How Not To Brew Beer: A Cautionary Tale

We had all the ingredients for what could be the perfect day of easy beer making:

All that AND the kitchen sink

All that AND the kitchen sink

  • Cold, snowy day (with the prospect of much more cold snowyness)
  • Kit from the Brooklyn Brew Shop for making Chocolate Maple Porter (hops, grains, and yeast)
  • Authentic Ohio maple syrup (not included in kit!)
  • Brewing-on-a-snowy-day soundtrack (Modest Mouse, The Moon and Antarctica; Black Keys, Turn Blue; Patsy Cline, Best of)
  • Brewing beers (Nitro Left Hand Milk Stout)
  • Fuzzy socks

It started out well: I laid out everything I would need, I looked up the instructions online, I actually read said instructions. But then, what was all this nonsense with heating the grain in water and straining and re-straining? (It’s mashing in and sparging, smarty pants!) I’ll just use a grain sock like usual, I thought, feeling rather smug at having found a shortcut. I consulted with Ben, just to be sure, and he said that was fine, making that swatting nah gesture that you often see old men making.

Having thus combined steps one and two, I spent the hour the grain was to be soaking anxiously taking the temperature of the mix every four minutes or so. I was occasionally within 10 degrees of where it should be, but mostly wildly off. I would adjust the stove accordingly and push the sock of grain around with my comically oversized spoon. I consulted with Ben, just to be sure, and he said that was fine, this was a pretty inconsequential step and then he did the frowny thumbs up.

During the hour-long boil, I only needed to stir it every ten minutes, so I decided now was the perfect time to make candy buckeyes. When else would I do it? So every six minutes or so I would stir the concoction, leaving peanut buttery fingerprints on the long spoon handle, and then I would sample the candy, just to be sure.

The kit makes a small batch, about one gallon, but the amount of liquid in my comically oversized brew kettle barely met that line. I remembered that directions existed for this and reconsulted them. I was okay. I could add water now to reach a gallon and to help it cool off at the same time. The copper coil we’ve used before to help cool the brew was far too large for a gallon of beer, so I thought about putting it out on our deck in the snow for a bit. I nestled it into a drift and tried to finish up the buckeyes. The peanut butter mix was now so soft it couldn’t be rolled into balls and I had to spend a while licking it off my palms.

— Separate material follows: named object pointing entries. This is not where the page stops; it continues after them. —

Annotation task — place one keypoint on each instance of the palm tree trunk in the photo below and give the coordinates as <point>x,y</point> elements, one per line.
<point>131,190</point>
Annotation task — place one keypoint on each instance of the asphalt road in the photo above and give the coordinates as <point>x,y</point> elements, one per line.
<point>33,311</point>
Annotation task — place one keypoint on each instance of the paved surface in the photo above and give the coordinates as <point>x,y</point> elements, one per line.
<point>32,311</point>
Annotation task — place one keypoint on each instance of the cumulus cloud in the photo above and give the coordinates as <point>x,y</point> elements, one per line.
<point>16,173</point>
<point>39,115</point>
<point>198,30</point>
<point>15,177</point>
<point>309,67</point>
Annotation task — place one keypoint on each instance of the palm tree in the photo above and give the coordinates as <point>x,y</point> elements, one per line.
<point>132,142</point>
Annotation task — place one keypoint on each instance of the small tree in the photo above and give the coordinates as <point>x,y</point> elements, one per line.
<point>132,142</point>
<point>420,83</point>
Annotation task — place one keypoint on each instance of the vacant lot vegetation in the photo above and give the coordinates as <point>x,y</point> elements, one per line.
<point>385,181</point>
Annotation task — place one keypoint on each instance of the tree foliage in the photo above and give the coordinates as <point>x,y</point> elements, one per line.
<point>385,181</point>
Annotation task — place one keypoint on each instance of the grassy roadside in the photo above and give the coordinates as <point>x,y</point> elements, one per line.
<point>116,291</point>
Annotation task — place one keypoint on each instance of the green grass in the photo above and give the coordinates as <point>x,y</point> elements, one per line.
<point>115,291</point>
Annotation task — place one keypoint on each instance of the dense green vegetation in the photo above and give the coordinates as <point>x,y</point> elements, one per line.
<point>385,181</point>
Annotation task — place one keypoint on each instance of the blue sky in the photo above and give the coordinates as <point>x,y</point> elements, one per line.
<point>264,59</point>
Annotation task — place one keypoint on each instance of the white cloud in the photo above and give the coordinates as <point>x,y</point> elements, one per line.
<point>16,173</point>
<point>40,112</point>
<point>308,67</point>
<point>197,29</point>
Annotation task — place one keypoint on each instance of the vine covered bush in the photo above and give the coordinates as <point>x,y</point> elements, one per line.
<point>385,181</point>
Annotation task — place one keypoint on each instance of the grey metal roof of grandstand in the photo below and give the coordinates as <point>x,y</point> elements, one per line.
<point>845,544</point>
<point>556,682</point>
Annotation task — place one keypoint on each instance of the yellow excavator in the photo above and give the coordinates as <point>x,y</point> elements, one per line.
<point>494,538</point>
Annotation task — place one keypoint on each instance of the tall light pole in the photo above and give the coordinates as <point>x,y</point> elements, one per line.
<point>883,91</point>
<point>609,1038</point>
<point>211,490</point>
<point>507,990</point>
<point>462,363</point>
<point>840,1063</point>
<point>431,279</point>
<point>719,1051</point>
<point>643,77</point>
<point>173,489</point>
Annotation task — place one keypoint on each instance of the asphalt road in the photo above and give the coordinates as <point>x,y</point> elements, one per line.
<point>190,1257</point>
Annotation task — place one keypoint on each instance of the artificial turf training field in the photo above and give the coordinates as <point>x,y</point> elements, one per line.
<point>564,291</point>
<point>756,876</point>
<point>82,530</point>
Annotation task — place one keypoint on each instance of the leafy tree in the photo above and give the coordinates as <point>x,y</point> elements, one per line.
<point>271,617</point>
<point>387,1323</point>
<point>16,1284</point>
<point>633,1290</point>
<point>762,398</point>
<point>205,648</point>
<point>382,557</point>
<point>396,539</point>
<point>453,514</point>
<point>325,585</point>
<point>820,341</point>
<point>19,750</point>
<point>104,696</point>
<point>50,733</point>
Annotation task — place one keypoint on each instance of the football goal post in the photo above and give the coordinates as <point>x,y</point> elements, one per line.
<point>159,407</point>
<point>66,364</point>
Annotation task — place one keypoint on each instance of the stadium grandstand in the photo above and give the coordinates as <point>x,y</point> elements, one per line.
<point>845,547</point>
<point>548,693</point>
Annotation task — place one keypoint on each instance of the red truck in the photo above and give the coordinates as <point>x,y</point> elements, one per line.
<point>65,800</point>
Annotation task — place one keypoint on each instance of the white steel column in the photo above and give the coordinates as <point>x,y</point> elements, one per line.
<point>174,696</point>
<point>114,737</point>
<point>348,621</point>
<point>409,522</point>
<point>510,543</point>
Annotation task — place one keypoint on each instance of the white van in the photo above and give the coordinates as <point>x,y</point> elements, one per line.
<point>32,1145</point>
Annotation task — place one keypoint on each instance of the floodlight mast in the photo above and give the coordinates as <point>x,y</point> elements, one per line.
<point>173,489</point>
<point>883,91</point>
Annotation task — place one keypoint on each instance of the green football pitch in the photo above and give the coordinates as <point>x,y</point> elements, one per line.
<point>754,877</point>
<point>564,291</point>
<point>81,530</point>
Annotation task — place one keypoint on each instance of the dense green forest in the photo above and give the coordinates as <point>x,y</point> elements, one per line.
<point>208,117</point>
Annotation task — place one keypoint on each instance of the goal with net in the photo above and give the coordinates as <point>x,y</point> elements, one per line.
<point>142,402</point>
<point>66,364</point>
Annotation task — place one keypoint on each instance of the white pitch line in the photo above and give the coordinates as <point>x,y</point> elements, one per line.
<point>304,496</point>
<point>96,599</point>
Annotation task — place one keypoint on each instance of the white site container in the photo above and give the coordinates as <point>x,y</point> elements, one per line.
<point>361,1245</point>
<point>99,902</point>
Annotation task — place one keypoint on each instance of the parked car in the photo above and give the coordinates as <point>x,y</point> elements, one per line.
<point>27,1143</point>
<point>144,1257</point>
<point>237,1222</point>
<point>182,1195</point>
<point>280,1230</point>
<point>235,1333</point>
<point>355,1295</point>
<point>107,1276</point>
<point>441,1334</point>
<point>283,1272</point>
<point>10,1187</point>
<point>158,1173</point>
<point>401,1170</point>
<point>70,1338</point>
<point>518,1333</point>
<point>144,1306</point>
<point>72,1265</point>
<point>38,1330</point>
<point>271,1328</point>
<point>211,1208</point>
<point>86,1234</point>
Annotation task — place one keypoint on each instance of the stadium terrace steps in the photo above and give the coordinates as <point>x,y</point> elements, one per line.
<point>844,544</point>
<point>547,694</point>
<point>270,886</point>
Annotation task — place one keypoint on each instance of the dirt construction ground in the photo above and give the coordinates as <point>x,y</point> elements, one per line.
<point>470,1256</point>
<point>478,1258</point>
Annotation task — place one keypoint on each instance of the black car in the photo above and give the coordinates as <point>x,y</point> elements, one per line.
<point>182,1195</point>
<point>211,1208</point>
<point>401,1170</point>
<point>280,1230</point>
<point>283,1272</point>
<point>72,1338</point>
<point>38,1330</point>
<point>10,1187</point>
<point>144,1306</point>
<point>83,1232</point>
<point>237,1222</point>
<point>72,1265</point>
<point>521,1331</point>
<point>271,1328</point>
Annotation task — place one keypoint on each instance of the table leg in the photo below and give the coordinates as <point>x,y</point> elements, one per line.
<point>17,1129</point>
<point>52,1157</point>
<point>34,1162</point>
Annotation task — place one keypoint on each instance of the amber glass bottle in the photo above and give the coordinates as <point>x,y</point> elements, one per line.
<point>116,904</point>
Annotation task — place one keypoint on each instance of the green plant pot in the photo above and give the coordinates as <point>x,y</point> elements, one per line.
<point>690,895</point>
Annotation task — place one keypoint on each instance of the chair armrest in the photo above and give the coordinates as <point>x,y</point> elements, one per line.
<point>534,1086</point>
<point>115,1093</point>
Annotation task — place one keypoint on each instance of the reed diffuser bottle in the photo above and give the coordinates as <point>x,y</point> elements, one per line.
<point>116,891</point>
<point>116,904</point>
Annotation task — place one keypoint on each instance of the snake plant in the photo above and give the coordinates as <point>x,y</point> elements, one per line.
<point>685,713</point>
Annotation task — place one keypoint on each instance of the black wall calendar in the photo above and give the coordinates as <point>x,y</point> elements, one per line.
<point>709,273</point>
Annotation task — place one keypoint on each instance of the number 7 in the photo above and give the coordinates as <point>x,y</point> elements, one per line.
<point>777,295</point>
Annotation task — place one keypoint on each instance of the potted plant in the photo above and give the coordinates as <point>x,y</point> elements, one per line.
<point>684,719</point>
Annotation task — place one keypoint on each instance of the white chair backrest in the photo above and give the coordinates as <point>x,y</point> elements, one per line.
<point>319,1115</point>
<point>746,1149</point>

A few hours later, buckeyes in freezer and me well into my second beer, I sat up straight in the middle of my turn at Scrabble: the beer! Ben said he’d get it, and since it was still freezing rain out there, I let him be the hero. I pulled my trusty meat thermometer out again and took the temperature: comically far below the 70-degrees it should have been. No little yeast dudes would survive that. We went to bed.

The next afternoon we poured the now-room-temperature beer into a fermenter, added the yeast, and shook vigorously. Then we put it in the corner of the garage where it presently bubbles away. The instructions said to wait two weeks, then bottle it, then wait another two weeks before enjoying. I read this and looked at Ben: nah.